Uptake of oxLDL (A) or mmLDL (E), CD36, and MHCII expression in CD11b⁺ macrophages in explanted aortas cultured with OTII T cells in the presence or absence of OVA^323–339. Shown are representative experiments. Average ± SEM oxLDL (B) or mmLDL (F) uptake in 3 independent experiments. oxLDL (C) and mmLDL (G) in CD11b⁺ aortic macrophages, measured in the presence of OVA^323–339 with (open histograms) or without (filled filled histograms) MHCII blocking antibody. Shown are representative experiments. CD11b⁺ cells taking up oxLDL (D) or mmLDL (H) in explanted aortas from Apoe^–/–CD11c-YFP⁺ mice cultured with OTII T cells in the presence of OVA^323–339 with or without anti-MHCII antibody. Data (mean ± SEM) are expressed as a percentage of the untreated value. *P < 0.05.

Figure 8. Depletion of CD11b^–CD11c⁺ cells in the mouse aorta decreases oxLDL uptake.
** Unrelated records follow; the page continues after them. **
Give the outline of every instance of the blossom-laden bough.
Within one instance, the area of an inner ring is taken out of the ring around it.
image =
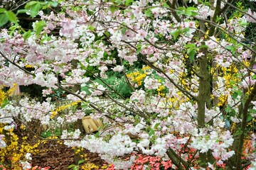
[[[2,9],[16,25],[0,33],[0,84],[38,84],[46,98],[60,89],[80,104],[56,113],[50,98],[13,99],[1,107],[0,123],[20,116],[62,124],[90,113],[103,122],[98,132],[64,131],[65,144],[97,152],[116,169],[143,154],[168,157],[177,169],[254,169],[255,130],[247,125],[255,117],[256,50],[248,30],[256,13],[248,4],[31,1],[18,12],[40,16],[29,30],[19,29],[18,14]],[[107,83],[111,75],[132,91],[128,97]]]

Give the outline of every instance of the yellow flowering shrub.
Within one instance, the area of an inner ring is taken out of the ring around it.
[[[3,86],[0,86],[0,106],[6,98],[10,97],[14,92],[16,84],[14,84],[13,88],[4,91]],[[7,169],[21,169],[22,165],[21,160],[25,160],[27,153],[37,154],[40,152],[37,148],[42,141],[38,140],[37,142],[31,142],[28,137],[21,135],[18,132],[18,129],[26,132],[26,127],[14,125],[14,128],[5,129],[4,123],[0,123],[0,134],[4,135],[4,141],[6,143],[6,147],[0,149],[0,162],[1,165]]]

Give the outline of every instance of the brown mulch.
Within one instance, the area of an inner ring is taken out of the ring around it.
[[[75,151],[71,147],[61,144],[57,141],[48,141],[41,146],[41,153],[33,155],[32,167],[38,166],[41,168],[50,167],[49,169],[69,169],[70,164],[76,164],[75,159],[78,159],[78,155],[75,155]],[[84,163],[93,163],[99,167],[106,163],[100,159],[96,153],[91,153],[88,150],[84,150],[86,154],[86,160]]]

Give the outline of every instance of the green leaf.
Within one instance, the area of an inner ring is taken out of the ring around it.
[[[11,11],[6,11],[6,16],[7,16],[9,21],[10,21],[11,22],[14,23],[17,23],[17,17],[14,12]]]
[[[232,98],[234,99],[236,99],[238,96],[238,93],[235,91],[233,94],[232,94]]]
[[[39,3],[38,1],[30,1],[30,2],[28,2],[26,6],[25,6],[25,8],[26,9],[28,9],[30,8],[32,6],[36,4]]]
[[[28,30],[27,32],[25,32],[22,35],[24,39],[24,41],[26,41],[30,36],[31,36],[31,30]]]
[[[137,47],[137,55],[139,54],[141,52],[141,51],[142,50],[142,45],[141,44],[139,44],[136,46]]]
[[[160,125],[160,123],[156,123],[156,125],[154,126],[154,128],[157,129],[157,127],[159,127],[159,125]]]
[[[53,1],[50,3],[50,6],[53,7],[57,7],[58,6],[58,2],[56,1]]]
[[[88,26],[88,29],[92,32],[95,30],[95,28],[94,28],[92,26]]]
[[[145,11],[145,16],[146,16],[147,17],[151,17],[152,15],[152,12],[151,10],[148,9]]]
[[[114,11],[117,11],[119,8],[117,6],[112,6],[110,7],[110,11],[114,13]]]
[[[126,30],[127,30],[127,28],[123,28],[122,30],[121,30],[121,33],[122,35],[125,34],[125,32]]]
[[[183,11],[181,11],[181,10],[177,10],[176,13],[177,13],[178,15],[183,15],[183,14],[185,13],[185,12]]]
[[[246,122],[250,122],[252,120],[252,116],[251,115],[248,115],[247,118],[246,118]]]
[[[45,26],[46,23],[43,21],[40,21],[36,24],[34,31],[36,32],[36,35],[38,35],[40,34]]]
[[[8,18],[5,13],[0,14],[0,27],[8,23]]]
[[[1,108],[4,108],[6,105],[9,104],[10,101],[8,100],[7,98],[5,98],[3,101],[3,103],[1,105]]]
[[[110,37],[110,32],[108,32],[108,31],[105,32],[104,34],[105,34],[107,37]]]
[[[191,6],[191,7],[187,8],[186,10],[187,11],[198,11],[198,8],[195,8],[195,7],[193,7],[193,6]]]
[[[38,14],[39,11],[41,9],[42,6],[39,3],[37,3],[31,6],[31,16],[34,18]]]
[[[181,7],[177,8],[177,9],[181,10],[181,11],[185,11],[186,8],[184,6],[181,6]]]
[[[185,47],[186,48],[189,48],[189,47],[196,47],[196,45],[195,44],[186,44],[185,45]]]
[[[171,32],[171,35],[173,35],[174,40],[177,39],[178,35],[180,35],[181,33],[181,30],[180,29]]]
[[[26,9],[19,9],[17,11],[16,15],[18,15],[18,13],[29,13],[29,11],[26,10]]]
[[[129,4],[132,4],[134,1],[134,0],[125,0],[125,5],[129,6]]]
[[[254,74],[252,77],[252,79],[256,79],[256,74]]]
[[[5,8],[0,8],[0,13],[4,13],[5,11],[6,11]]]
[[[225,48],[230,50],[232,53],[235,53],[235,47],[233,45],[227,45]]]
[[[196,50],[194,49],[193,49],[192,50],[191,50],[188,53],[188,60],[189,62],[191,63],[194,58],[195,58],[195,55],[196,55]]]
[[[153,129],[151,129],[149,132],[149,136],[152,136],[154,135],[154,130]]]
[[[75,166],[76,166],[76,165],[70,164],[70,166],[68,166],[68,169],[72,169],[72,168],[74,168]]]
[[[166,8],[170,8],[170,6],[167,4],[167,3],[166,3],[166,2],[164,2],[164,4],[163,4],[163,6],[164,7],[166,7]]]
[[[206,45],[200,45],[199,48],[208,48],[209,47]]]
[[[78,164],[82,164],[82,163],[84,163],[85,162],[85,160],[84,159],[81,159],[81,160],[80,160],[79,162],[78,162]]]

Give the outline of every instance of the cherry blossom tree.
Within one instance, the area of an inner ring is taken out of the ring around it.
[[[13,23],[0,33],[0,84],[40,85],[46,99],[6,101],[0,123],[6,129],[14,120],[71,123],[90,112],[103,123],[98,132],[77,129],[62,138],[116,169],[131,166],[133,154],[166,157],[176,169],[256,167],[248,126],[256,116],[256,50],[247,33],[256,13],[247,4],[31,1],[14,11],[0,9],[4,23]],[[23,13],[40,17],[28,30],[18,25]],[[113,74],[131,91],[128,97],[107,83]],[[56,89],[79,106],[56,113],[48,98]]]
(A). DT was injected into Apoe^–/–Cd11c-DTR⁺ bone marrow chimeric mice fed WD for 12 weeks during the last 2 weeks of WD feeding. Aortas was harvested, digested, and stained for CD11b and CD11c. Percentage (A) and absolute number (B) of live CD45⁺ CD11b⁺CD11c^–, CD11b⁺CD11c⁺, and CD11b^–CD11c⁺ cells in aortas from Apoe^–/–Cd11c-DTR⁺ mice injected with DT (n = 5) or vehicle control (n = 5). (C) Percent CD11b⁺ cells taking up oxLDL in explanted aortas from 24-hour CD11c-depleted and nondepleted Apoe^–/–Cd11c-DTR⁺ mice cultured with OTII T cells in the presence of OVA^323–339. Data (average of 3 independent experiments) are expressed as a percentage of oxLDL uptake in the absence of CD11c depletion. (D) Expression of Il6 and Il12p35, as determined by real-time PCR, in aortas of mice as in A. Data are mean ± SEM. *P < 0.05.